Discovery’s commander Mark Kelly and his crew are returning home to Houston, Texas today to wrap up their successful flight and reunite with their families and children on a day normally reserved for dads.

Of Discovery’s returning six-man, one-woman crew, four are parents and today’s Father’s Day return is a timely bookend of sorts for Kelly, himself a father and the identical twin brother of fellow astronaut Scott Kelly. Discovery’s May 31 launch, it turns out, occurred on the 68th birthday of his father Richard.

Meanwhile, up in orbit aboard the International Space Station, three fathers are spending today’s Day of Dads resting up after a busy docked mission with Discovery’s crew.

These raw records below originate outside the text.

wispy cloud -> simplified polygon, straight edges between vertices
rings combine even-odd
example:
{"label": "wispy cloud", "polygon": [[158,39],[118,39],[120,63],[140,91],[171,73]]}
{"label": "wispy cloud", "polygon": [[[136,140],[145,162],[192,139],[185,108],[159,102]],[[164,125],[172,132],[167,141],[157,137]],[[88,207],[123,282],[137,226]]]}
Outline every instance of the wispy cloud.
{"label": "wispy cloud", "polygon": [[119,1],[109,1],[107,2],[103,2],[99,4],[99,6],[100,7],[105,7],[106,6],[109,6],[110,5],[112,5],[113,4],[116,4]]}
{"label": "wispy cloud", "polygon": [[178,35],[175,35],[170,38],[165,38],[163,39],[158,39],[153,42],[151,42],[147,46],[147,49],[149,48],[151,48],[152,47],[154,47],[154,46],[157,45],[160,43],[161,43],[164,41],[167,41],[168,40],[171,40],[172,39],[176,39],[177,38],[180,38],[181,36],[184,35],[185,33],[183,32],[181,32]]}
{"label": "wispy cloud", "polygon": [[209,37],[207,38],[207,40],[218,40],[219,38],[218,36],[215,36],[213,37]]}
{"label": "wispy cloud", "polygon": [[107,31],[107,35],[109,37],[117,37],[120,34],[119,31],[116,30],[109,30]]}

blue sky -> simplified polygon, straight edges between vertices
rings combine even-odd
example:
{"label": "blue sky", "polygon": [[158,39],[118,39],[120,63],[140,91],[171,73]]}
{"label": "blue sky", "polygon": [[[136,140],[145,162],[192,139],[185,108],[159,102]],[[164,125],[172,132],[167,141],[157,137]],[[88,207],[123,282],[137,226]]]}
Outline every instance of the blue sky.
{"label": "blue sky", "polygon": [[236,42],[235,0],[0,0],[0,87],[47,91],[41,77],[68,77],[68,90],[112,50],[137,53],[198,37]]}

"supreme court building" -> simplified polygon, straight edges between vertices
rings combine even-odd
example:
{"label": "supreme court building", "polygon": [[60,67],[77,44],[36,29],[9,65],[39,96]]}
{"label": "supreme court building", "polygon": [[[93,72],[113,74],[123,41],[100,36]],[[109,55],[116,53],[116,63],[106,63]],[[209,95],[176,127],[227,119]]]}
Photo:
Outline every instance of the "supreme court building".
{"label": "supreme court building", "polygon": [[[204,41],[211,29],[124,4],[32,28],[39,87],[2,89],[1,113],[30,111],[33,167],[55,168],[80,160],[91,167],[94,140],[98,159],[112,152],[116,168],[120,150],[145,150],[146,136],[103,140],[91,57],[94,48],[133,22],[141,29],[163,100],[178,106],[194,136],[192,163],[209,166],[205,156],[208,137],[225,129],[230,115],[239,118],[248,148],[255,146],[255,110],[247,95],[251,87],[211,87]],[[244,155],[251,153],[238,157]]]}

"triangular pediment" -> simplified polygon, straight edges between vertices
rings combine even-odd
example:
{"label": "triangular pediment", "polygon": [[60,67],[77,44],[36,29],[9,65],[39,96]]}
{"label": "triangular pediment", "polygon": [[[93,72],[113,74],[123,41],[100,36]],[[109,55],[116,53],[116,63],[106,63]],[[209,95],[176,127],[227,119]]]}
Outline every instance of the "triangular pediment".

New station crewmember Gregory Chamitoff of NASA, who arrived aboard Discovery, has three-year-old fraternal twins Natasha and Dmitri, and had to take some extra time explaining that his son couldn’t join him on his six-month mission.

The space station’s cosmonaut commander Sergei Volkov is a father too, with a seven-year-old son. But he is also the world’s first second-generation spaceflyer to reach orbit. His own father is Alexander Volkov, a veteran cosmonaut who logged up 391 days in space on three separate space missions in the 1980s and early 1990s.

The station’s third crewmember is Oleg Kononenko, a flight engineer with four-year-old fraternal twins Alisa and Andrey. (This is a good time to mention that Discovery astronaut Ron Garan has three sons, two of them twins too!)

“I think I’m going to call them,” Kononenko told me before flight about staying in touch with his kids, adding that he tried to prepare Alisa for his six-month flight before launching into space in April. “And I told her, your dad is going to go into space for quite awhile and so I will be gone and you will be okay. Her question was, ‘Are you going to bring us any presents?’ I told her that there are no stores in space and I’m probably not going to be able to bring her anything and she seemed pretty upset by that.”